Title:
The Garden
Studies for the Garden
Artist(s):
Tamas Waliczky
Brief description of the work:
In 'The Garden' Tamas Waliczky created a VR environment of a waterdrop perspective of a child playing in a garden. The child takes her center of the world with her as she moves. When objects enter her world they appear larger, when they leave they appear smaller.
Materials, dimensions, duration:
"The Garden" (21st Century Amateur Film)", 1992, Computer animation, video installation, 4' 27"

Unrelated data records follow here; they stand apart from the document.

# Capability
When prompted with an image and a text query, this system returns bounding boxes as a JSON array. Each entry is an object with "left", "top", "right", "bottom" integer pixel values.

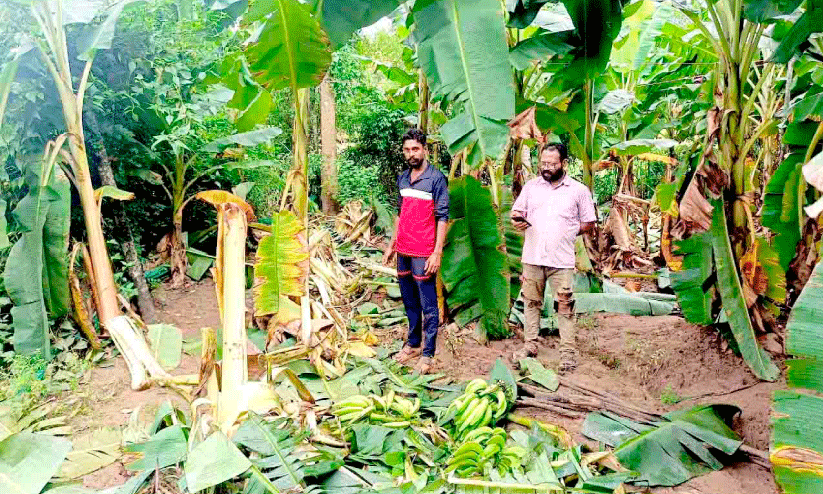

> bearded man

[
  {"left": 382, "top": 129, "right": 449, "bottom": 374},
  {"left": 510, "top": 143, "right": 596, "bottom": 374}
]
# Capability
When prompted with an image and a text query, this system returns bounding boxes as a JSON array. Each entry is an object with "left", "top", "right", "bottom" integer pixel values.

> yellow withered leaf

"Studies for the Garden", 1992, Computer animation, 4' 24"
Location (venue & dates, public/ private):
Completed in 1992, available at ZKM Karlsruhe archive
Audience information (size, mode of participation):
Viewer(s) can observe the changing perspective as the video plays. Peggy Phelan writes about the space between first and second experience, the performer as a medium to relay an experience to an audience and through re-enactment to remind them of a first experience, a mirror in which to see themselves. In 'The Garden', the child enacts her world by touching, smelling, exploring, and by doing so, she draws us into an experiential world where "the space can literally change, becoming a mirror of the user's subjectivity." (Manovich, 269)
Other information (reviews, collaborators, funders):
Collaboration with Anna Szepesi, programmed by Imre Kovats, music composed by Tibor Szemzoe
Floorplan, scheme:
 
Visual/ audio-visual reference:
Key theme(s):
Awareness of illusion of consciousness and limitation of perception
Further context:

In 'Studies for the Garden' (1992, ZKM) we are able to follow the making of this artefact, and to watch the construction of Waliczky's waterdrop-perspective. By frequently switching between the child's perspective and the adult observer view, we compare the distorted perspective with the way we usually see the world.

'The Garden' explores a world where the division between subject and objects has not yet occurred. In the video we can observe a child's experience "for whom the world does not yet have an objective existence" (Manovich, p. 88). Using the waterdrop perspective Waliczky succeeds in visualing the connectedness to our surroundings, which remains otherwise inaccessible to us.